The kid sits up and begins to sketch.

Of all MOCAD's galleries, filled with art from the collection of Burt Aaron, one untitled drawing immediately caught my eye and called me over because it sparked that story about the kid, one I imagined about a young New Jersey artist named Robert Smithson.

I thought I knew the oeuvre of Smithson, a post-minimalist whose short career spanned about a decade before he died in a 1973 plane crash at age 35. As an earthwork artist, Smithson used land as his canvas. He built a 1,500-foot mud-and-rock "spiral jetty" into Utah's Great Salt Lake. He set mirrors down to blaze in the Mexican sun on the Yucatan trail. He carved huge semi-circles in remote regions of Holland.

Smithson also wrote. As a writer he was, for me, even more admirable. He could, in one essay, segue smoothly from the "energy drain" of the Second Law of Thermodynamics to the reasons why such sci-fi and horror flicks as The Thing and I Was a Teenage Werewolf matter to "profound" artists.

As an artist, Smithson's drawings are relatively well-known among collectors, but seeing the untitled ink on paper, from 1961, when the artist was just 23, is like visiting uncharted territory: It puts his career into perspective. His explorations were as much about science as they were art.
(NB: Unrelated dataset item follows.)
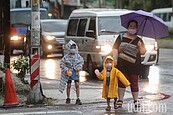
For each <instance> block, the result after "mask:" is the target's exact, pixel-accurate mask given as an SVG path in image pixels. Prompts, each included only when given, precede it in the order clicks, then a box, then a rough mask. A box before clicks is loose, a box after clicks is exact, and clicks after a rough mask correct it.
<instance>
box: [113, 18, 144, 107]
mask: <svg viewBox="0 0 173 115" xmlns="http://www.w3.org/2000/svg"><path fill="white" fill-rule="evenodd" d="M127 29H128V32H127V33H124V34H123V35H119V36H118V38H117V39H116V41H115V43H114V46H113V57H114V61H115V65H117V68H118V69H119V70H120V71H122V73H123V74H124V75H125V77H126V78H127V79H128V80H129V82H130V83H131V85H130V88H131V92H132V96H133V100H134V104H135V107H139V106H140V103H139V101H138V92H139V87H138V78H139V74H140V65H141V55H142V54H145V52H146V49H145V45H144V43H143V41H142V39H141V38H140V37H138V36H137V34H136V33H137V29H138V22H137V21H135V20H131V21H129V22H128V28H127ZM125 88H126V87H125V86H124V85H123V84H122V82H121V81H118V95H119V99H118V101H117V107H122V104H123V97H124V93H125Z"/></svg>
This drawing is like a chaotic map of what mystics did with sticks and stone, before the modern era.

The drawing also presents similarities between styles usually segregated in the chapters of textbooks — as in, Islamic art, Chinese art, African art and everything else. In the same way you walk one of his earthworks — twisting into the circle of energy and losing sense of time and place — your eyes travel through the drawing, rendering historical context irrelevant.

With cockeyed crosses and frolicking Greek gods precariously balancing on pedestals, the drawing has the charm of a broken-down amuseument park attraction. Its liveliness also recalls such naive architecture as French postman Ferdinand Cheval's Palais Idéal. Cheval spent three decades, beginning in 1879, building his palace in Hauterives, France, using nothing but crude tools and stones he carted home in a wheelbarrow from the side of the road. He built his palace with calloused hands, returning the art-making experience back to the realm of the ritual.